One last thought - I hope that we continue to see a wide variety of cars and manufacturers in the Rally. If it turns into primarily a Model S rally next year, or S/X the year after that, then that will be bad for all of us. Part of what makes it so good is seeing just how big of a difference these different bits of technology go together and make a difference in the lives of the owners. I have a vague idea of how hard the Leaf drivers had to work to make it back and forth, and that's frankly more work than I would want to put into the rally. I'm pretty sure that my level of effort to get back and forth in the Roadster is more effort than many others would want to put in, yet I had a great time and learned a lot - about my car, and about EV's in general. For me, the purpose of the rally is that educational effort, and thus, mission accomplished.
So, the difficult in between class. How about 250 mile range, no DC charging capability?
Rav4 EV, Roadster, Model S-60
That seems reasonable to me. I agree with the POV that a Roadster and other >100 mile EV has an advantage over the <100 mile EV's, and that it is an important one to reflect in the classifications.

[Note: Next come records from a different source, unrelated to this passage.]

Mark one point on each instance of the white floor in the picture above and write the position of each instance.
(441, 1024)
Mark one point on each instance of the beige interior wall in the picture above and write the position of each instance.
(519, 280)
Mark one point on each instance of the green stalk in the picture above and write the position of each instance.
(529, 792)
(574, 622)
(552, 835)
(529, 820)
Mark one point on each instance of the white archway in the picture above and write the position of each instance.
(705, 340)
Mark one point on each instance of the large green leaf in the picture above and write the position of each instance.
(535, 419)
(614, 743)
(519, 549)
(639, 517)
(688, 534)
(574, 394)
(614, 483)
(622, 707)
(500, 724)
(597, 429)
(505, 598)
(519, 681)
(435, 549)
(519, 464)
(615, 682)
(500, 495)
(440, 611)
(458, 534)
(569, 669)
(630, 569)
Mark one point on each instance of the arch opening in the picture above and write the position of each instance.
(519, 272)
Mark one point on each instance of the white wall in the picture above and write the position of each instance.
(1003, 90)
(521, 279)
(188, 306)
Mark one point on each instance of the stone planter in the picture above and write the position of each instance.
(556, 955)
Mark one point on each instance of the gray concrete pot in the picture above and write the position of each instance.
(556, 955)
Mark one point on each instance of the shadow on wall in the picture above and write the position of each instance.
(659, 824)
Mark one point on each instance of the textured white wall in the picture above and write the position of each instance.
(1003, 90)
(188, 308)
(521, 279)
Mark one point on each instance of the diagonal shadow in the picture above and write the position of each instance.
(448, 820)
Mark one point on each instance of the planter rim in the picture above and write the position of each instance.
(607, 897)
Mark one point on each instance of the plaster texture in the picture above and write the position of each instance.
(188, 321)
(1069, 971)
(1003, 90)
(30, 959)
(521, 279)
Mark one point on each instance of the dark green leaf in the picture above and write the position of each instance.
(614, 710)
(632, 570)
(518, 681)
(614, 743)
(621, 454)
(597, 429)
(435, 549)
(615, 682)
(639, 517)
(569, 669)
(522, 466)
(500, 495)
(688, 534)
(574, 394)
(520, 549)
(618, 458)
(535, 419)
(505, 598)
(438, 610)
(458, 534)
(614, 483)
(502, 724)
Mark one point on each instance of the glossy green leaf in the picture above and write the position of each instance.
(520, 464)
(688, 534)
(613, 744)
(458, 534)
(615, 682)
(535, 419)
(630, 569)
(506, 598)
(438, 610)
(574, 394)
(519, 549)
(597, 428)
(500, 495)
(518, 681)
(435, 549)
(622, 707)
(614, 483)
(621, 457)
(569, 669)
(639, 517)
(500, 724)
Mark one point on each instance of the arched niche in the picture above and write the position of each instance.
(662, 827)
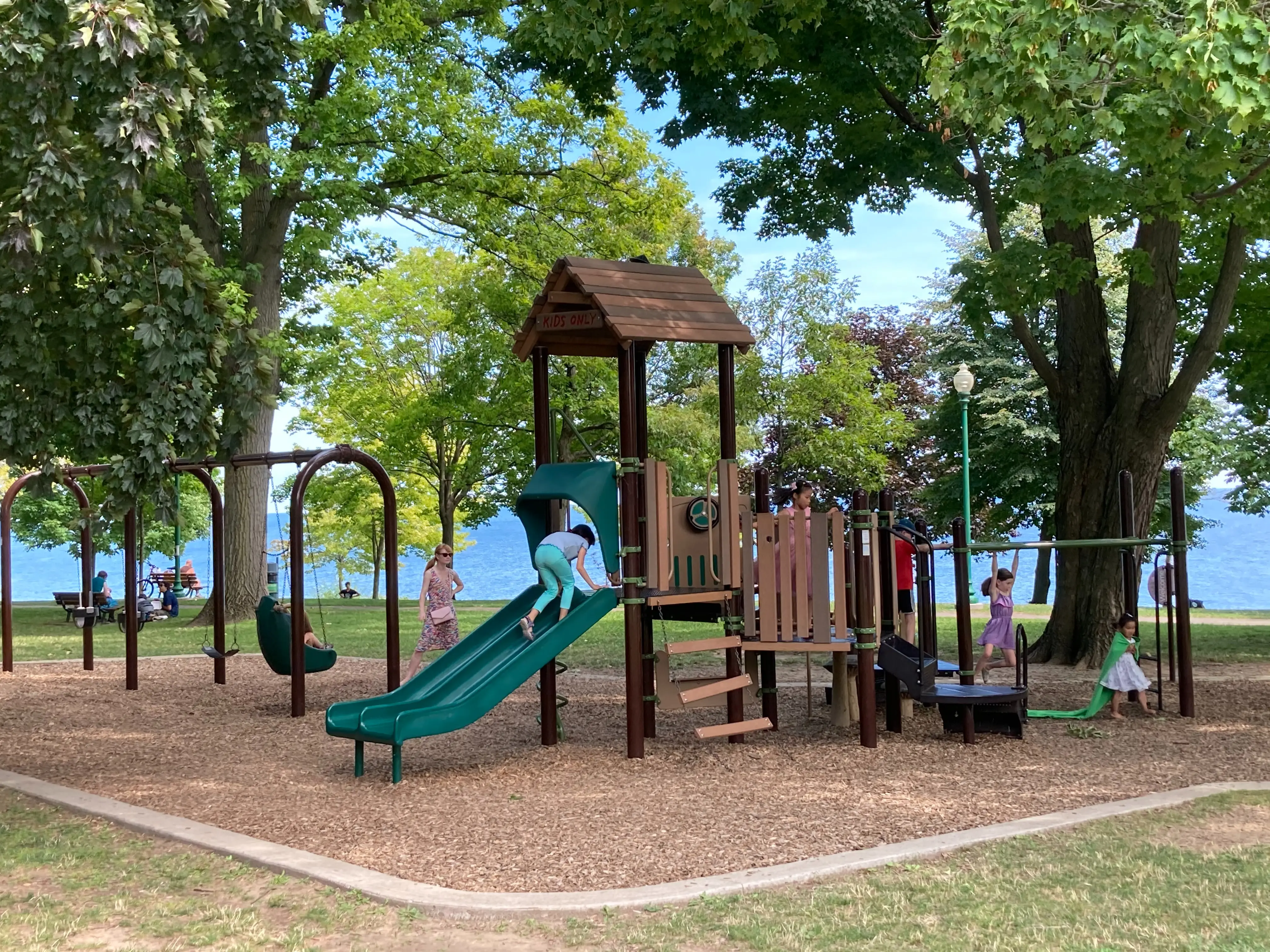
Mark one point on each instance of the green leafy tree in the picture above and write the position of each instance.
(121, 339)
(1151, 115)
(825, 414)
(49, 517)
(169, 154)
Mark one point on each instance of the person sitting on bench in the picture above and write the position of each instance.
(168, 597)
(100, 587)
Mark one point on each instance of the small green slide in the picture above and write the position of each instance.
(472, 678)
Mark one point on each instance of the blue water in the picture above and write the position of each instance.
(496, 565)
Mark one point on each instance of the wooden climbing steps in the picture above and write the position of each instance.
(727, 730)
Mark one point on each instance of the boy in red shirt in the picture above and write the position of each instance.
(905, 554)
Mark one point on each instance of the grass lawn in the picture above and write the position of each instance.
(43, 634)
(1191, 879)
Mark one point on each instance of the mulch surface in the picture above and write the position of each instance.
(487, 808)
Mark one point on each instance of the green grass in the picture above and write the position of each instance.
(1113, 887)
(358, 630)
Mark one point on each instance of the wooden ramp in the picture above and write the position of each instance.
(727, 730)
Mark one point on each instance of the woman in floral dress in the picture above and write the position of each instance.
(441, 583)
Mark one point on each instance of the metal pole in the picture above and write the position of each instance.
(543, 428)
(177, 588)
(1128, 564)
(647, 671)
(130, 600)
(964, 648)
(218, 581)
(768, 659)
(861, 529)
(728, 451)
(630, 563)
(1185, 673)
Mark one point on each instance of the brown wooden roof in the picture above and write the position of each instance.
(592, 308)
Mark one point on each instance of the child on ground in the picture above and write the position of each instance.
(552, 559)
(1126, 675)
(441, 583)
(1000, 630)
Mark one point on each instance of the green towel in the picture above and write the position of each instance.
(1101, 695)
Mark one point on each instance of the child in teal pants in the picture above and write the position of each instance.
(553, 560)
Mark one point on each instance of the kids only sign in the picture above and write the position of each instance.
(569, 320)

I also agree that the DC charging capability, once you get into a "mid-range" battery pack lets that vehicle behave more like a S85 than not. That describes the landscape today - I won't be surprised if the landscape has changed by Summer 2015 with a mid-range DC enabled EV available that will muddy things up more (good!). A 150 mile range Leaf with DC quick charging would be awfully compelling I gotta say.
Worth noting that some of the S60's will fall into the Unlimited category due to SC access.